Jean leFebure (né Lefebvre), 83 ans, artiste reconnu dans le monde des arts visuels, n'est plus. Il s'est éteint doucement dans son sommeil, le 21 mars dernier.

Sa vie aura été plus qu'originale. Né à Montréal dans un milieu modeste, fils d'une secrétaire bilingue et frère de Monique Lefebvre, une bâtisseuse du Québec moderne, il se prend très tôt d'affection pour la peinture. Cessant ses études en architecture, il commence à fréquenter le cercle des Automatistes, groupe d'artistes dissidents de Montréal actif de 1945 à 1954. Au sein de ce groupe, il fait la rencontre de Claude Gauvreau, Jean-Paul Mousseau, Marcelle Ferron et d'un certain Paul-Émile Borduas. «Il avait 17 ans, c'était le jeune du groupe, raconte Rose-Marie Arbour, sa conjointe des sept dernières années. Jean était autodidacte, il n'a jamais fait l'École des beaux-arts, ce sont Yves Lasnier, Claude Gauvreau et Borduas qui ont joué le rôle de mentor auprès de lui. Il a tout appris avec eux.»

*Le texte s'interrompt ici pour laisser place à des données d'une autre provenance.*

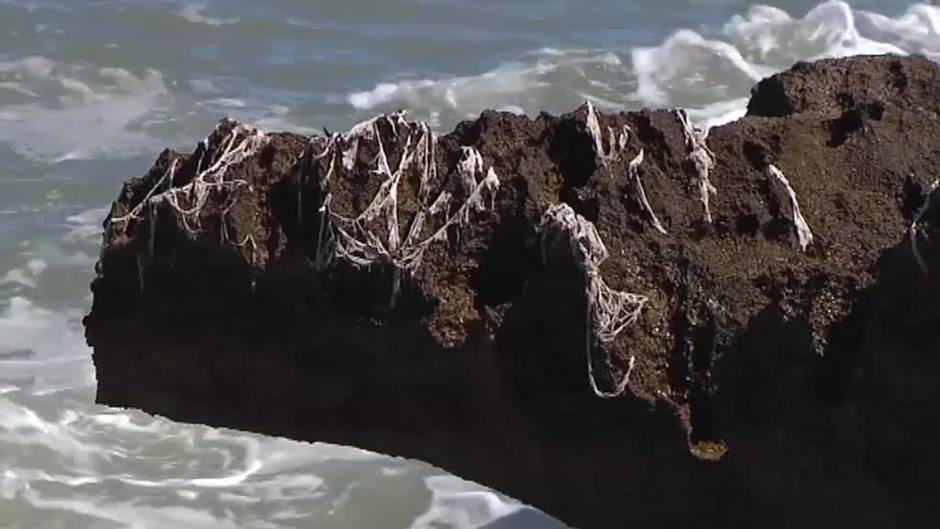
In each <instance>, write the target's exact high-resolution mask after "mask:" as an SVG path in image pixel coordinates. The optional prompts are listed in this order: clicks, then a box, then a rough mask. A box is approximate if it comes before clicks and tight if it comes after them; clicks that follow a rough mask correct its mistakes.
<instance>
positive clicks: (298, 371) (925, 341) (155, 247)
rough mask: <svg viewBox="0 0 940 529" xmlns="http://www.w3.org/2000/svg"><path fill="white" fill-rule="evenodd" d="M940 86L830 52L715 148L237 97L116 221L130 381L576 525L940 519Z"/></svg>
mask: <svg viewBox="0 0 940 529" xmlns="http://www.w3.org/2000/svg"><path fill="white" fill-rule="evenodd" d="M937 81H940V69H938V68H937V67H936V66H935V65H933V64H932V63H930V62H928V61H926V60H925V59H921V58H897V57H865V58H853V59H841V60H826V61H820V62H818V63H814V64H799V65H797V66H795V67H794V68H793V69H792V70H790V71H789V72H786V73H784V74H780V75H777V76H774V77H772V78H770V79H768V80H765V81H762V82H761V83H760V84H759V85H758V86H757V87H756V88H755V91H754V95H753V98H752V100H751V104H750V106H749V114H748V116H747V117H745V118H743V119H741V120H739V121H737V122H734V123H731V124H728V125H725V126H723V127H719V128H717V129H713V130H712V131H711V132H710V134H709V135H708V136H707V138H706V137H705V135H704V134H702V133H701V131H696V130H694V129H693V128H690V127H689V126H688V124H687V123H686V121H685V119H684V115H683V114H682V113H680V112H675V111H666V110H656V111H642V112H630V113H621V114H611V115H605V114H601V113H599V112H597V111H596V110H595V109H594V108H593V107H592V106H590V105H585V106H582V107H581V108H579V109H577V110H575V111H573V112H571V113H569V114H566V115H563V116H559V117H553V116H549V115H541V116H539V117H538V118H536V119H529V118H527V117H524V116H515V115H511V114H506V113H497V112H484V113H483V114H482V115H481V116H480V118H479V119H477V120H474V121H468V122H464V123H461V124H460V125H458V126H457V127H456V129H455V130H454V131H453V132H451V133H449V134H446V135H443V136H440V137H437V136H435V135H434V134H433V133H432V132H431V131H430V130H429V129H428V128H427V127H426V126H425V125H423V124H420V123H414V122H409V121H407V119H406V118H405V117H404V116H402V115H398V114H394V115H388V116H380V117H378V118H376V119H374V120H372V121H369V122H366V123H363V124H360V125H358V126H356V127H355V128H354V129H353V130H351V131H350V132H348V133H345V134H334V135H330V136H328V137H313V138H307V137H301V136H298V135H293V134H286V133H263V132H260V131H256V130H254V129H252V128H250V127H247V126H245V125H242V124H239V123H235V122H232V121H223V122H221V123H220V124H219V125H218V127H217V128H216V130H215V131H214V132H213V133H212V134H211V135H210V136H209V137H208V138H207V140H206V141H205V142H203V143H200V145H199V146H197V148H196V149H195V151H194V152H193V153H191V154H181V153H174V152H170V151H166V152H164V153H163V154H161V155H160V157H159V158H158V160H157V162H156V163H155V164H154V166H153V168H152V169H151V170H150V171H149V172H148V173H147V174H146V175H144V176H143V177H140V178H135V179H132V180H130V181H129V182H128V183H127V184H126V185H125V187H124V189H123V190H122V192H121V195H120V197H119V199H118V200H117V201H116V202H115V203H114V205H113V207H112V211H111V214H110V216H109V218H108V220H107V221H106V222H105V228H106V233H105V240H104V246H103V249H102V255H101V260H100V262H99V266H98V275H97V278H96V279H95V281H94V283H93V285H92V289H93V292H94V304H93V307H92V310H91V313H90V314H89V316H88V317H87V318H86V320H85V324H86V335H87V338H88V342H89V344H91V345H92V346H93V347H94V360H95V365H96V368H97V373H98V400H99V402H102V403H106V404H111V405H117V406H129V407H137V408H141V409H144V410H147V411H150V412H153V413H159V414H163V415H166V416H169V417H172V418H174V419H178V420H185V421H194V422H204V423H209V424H213V425H223V426H228V427H234V428H242V429H247V430H253V431H260V432H265V433H269V434H276V435H286V436H289V437H294V438H298V439H305V440H311V441H314V440H315V441H329V442H336V443H344V444H352V445H356V446H360V447H363V448H367V449H371V450H377V451H382V452H387V453H391V454H396V455H402V456H406V457H413V458H418V459H423V460H426V461H429V462H431V463H432V464H435V465H438V466H440V467H442V468H444V469H446V470H449V471H451V472H454V473H456V474H458V475H460V476H462V477H465V478H468V479H472V480H475V481H478V482H481V483H484V484H487V485H490V486H493V487H494V488H497V489H499V490H501V491H503V492H506V493H508V494H510V495H512V496H515V497H517V498H519V499H521V500H523V501H526V502H528V503H530V504H532V505H534V506H536V507H539V508H541V509H543V510H545V511H546V512H548V513H550V514H553V515H555V516H558V517H559V518H560V519H562V520H564V521H566V522H568V523H570V524H572V525H574V526H577V527H605V528H606V527H615V526H621V525H634V524H635V525H638V526H644V527H826V526H838V527H884V526H895V527H909V526H929V525H930V524H931V523H936V522H937V521H940V513H938V512H937V511H936V499H937V498H938V497H940V478H938V476H940V451H938V450H937V446H940V439H938V435H940V434H938V432H940V406H938V405H937V404H936V403H937V402H940V355H938V354H937V353H938V352H940V351H938V348H937V345H936V343H937V342H936V340H935V339H934V338H933V334H932V331H933V330H934V328H935V327H936V325H937V324H938V323H940V318H938V316H940V306H938V296H937V295H936V294H937V293H938V292H940V290H938V283H937V276H938V274H940V250H937V249H936V246H935V244H933V243H932V242H931V240H936V237H937V236H938V235H940V234H938V233H937V231H938V230H937V227H938V226H940V211H938V210H940V195H938V192H937V191H936V187H935V186H934V182H935V180H936V179H937V178H938V175H937V172H938V170H937V167H938V166H940V147H938V145H940V141H938V140H940V132H938V131H940V114H938V113H937V110H938V103H940V89H937V88H936V87H938V86H940V84H938V83H937ZM928 201H930V202H928ZM931 202H932V203H933V204H937V206H936V207H933V206H932V204H931ZM706 204H707V210H706ZM798 226H802V228H801V229H798ZM931 237H932V238H931Z"/></svg>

Homme de caractère aux idées bien arrêtées, il prend à 19 ans le chemin de l'Europe pour vivre sans restriction sa liberté créatrice. En Espagne, il exposera ses toiles à Madrid où, pour la première fois, des peintures non figuratives sont montrées au grand public. Il poursuivra sa route jusqu'à Paris, où il deviendra, entre autres, libraire. «C'était particulier à l'époque d'avoir un cousin qui vivait en Europe, raconte Marc Barrière, 60 ans, son petit cousin. Il n'était pas standard. Il avait chez lui cette différence. Il nous a carrément apporté une ouverture vers la culture.»

Un enseignant influent

À son retour au Québec en 1965, c'est dans l'éducation qu'il continuera d'apporter son influence. Il enseignera deux ans à l'Université Laval. En 1970, il deviendra professeur au cégep Saint-Laurent, poste qu'il occupera jusqu'à sa retraite en 1990. «Mon père a marqué des générations d'étudiants en art. Il stimulait les vannes de l'imaginaire», raconte son fils Jérôme. Bernard Racicot, 48 ans, qui vit de la peinture, est l'un des étudiants à qui M. leFebure a transmis sa passion. «Il a eu beaucoup d'influence sur moi. Il savait ce que j'étais capable de faire. Il m'a inspiré et m'a permis de croire que je pourrais vivre de mon art.» Encore aujourd'hui, M. Racicot pense à ce professeur original et marginal lorsqu'il peint. «Ses mots me reviennent en mémoire lorsque je peins et je me souviendrai toujours de nos moments où on restait après les cours pour philosopher.»

Professionnel, l'humble artiste a quand même pratiqué son art dans l'ombre, exposant rarement. «C'est le mystère Jean leFebure. Lorsqu'on expose, on accepte le regard des autres. Ce regard, il ne l'a pas recherché. Il s'est absenté de la scène artistique durant des décennies, raconte Mme Arbour. Ce qui témoigne de sa réticence profonde à une mise à nu. Ses oeuvres étaient comme un journal intime.»

Mme Arbour et son fils Jérôme comptent réconcilier l'artiste avec ses admirateurs et souhaitent exposer les centaines d'oeuvres trop longtemps restées sur les tablettes. Pour l'instant, il est toujours possible d'admirer l'une de ses sculptures sur l'île Sainte-Hélène et sur son site internet, www.jeanlefebure.ca.

Les funérailles de Jean leFebure ont été célébrées, le vendredi 29 mars à Montréal.